Of the 124 households, 22.6% of which had children under the age of 18 living with them, 50.8% were married couples living together, 8.9% were cohabitating couples, 19.4% had a female householder with no spouse or partner present and 21.0% had a male householder with no spouse or partner present. 33.9% of all households were non-families. 30.6% of all households were made up of individuals, 16.9% had someone living alone who was 65 years old or older.

The median age in the city was 47.3 years. 21.8% of the residents were under the age of 20; 4.4% were between the ages of 20 and 24; 21.4% were from 25 and 44; 29.5% were from 45 and 64; and 22.9% were 65 years of age or older. The gender makeup of the city was 51.7% male and 48.3% female.

===2010 census===
As of the census of 2010, there were 279 people, 130 households, and 76 families living in the city. The population density was 820.6 PD/sqmi. There were 168 housing units at an average density of 494.1 /sqmi. The racial makeup of the city was 98.6% White, 0.7% African American, 0.4% Asian, and 0.4% from other races. Hispanic or Latino of any race were 0.4% of the population.

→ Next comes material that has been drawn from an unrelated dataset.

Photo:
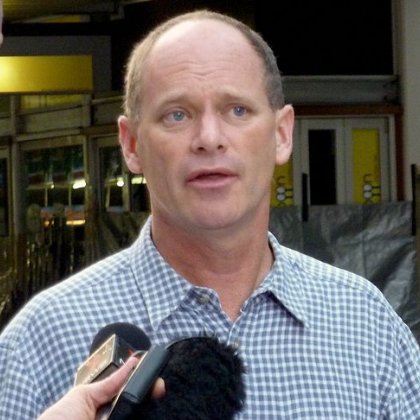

There were 130 households, of which 20.0% had children under the age of 18 living with them, 49.2% were married couples living together, 6.2% had a female householder with no husband present, 3.1% had a male householder with no wife present, and 41.5% were non-families. 40.0% of all households were made up of individuals, and 22.3% had someone living alone who was 65 years of age or older. The average household size was 2.15 and the average family size was 2.88.

The median age in the city was 49.6 years. 20.4% of residents were under the age of 18; 6.9% were between the ages of 18 and 24; 16.1% were from 25 to 44; 30.8% were from 45 to 64; and 25.8% were 65 years of age or older. The gender makeup of the city was 48.7% male and 51.3% female.

===2000 census===
As of the census of 2000, there were 317 people, 157 households, and 89 families living in the city. The population density was 909.7 PD/sqmi. There were 170 housing units at an average density of 487.9 /sqmi. The racial makeup of the city was 98.11% White and 1.89% Native American.

There were 157 households, out of which 22.3% had children under the age of 18 living with them, 50.3% were married couples living together, 4.5% had a female householder with no husband present, and 42.7% were non-families. 41.4% of all households were made up of individuals, and 28.0% had someone living alone who was 65 years of age or older. The average household size was 2.02 and the average family size was 2.73.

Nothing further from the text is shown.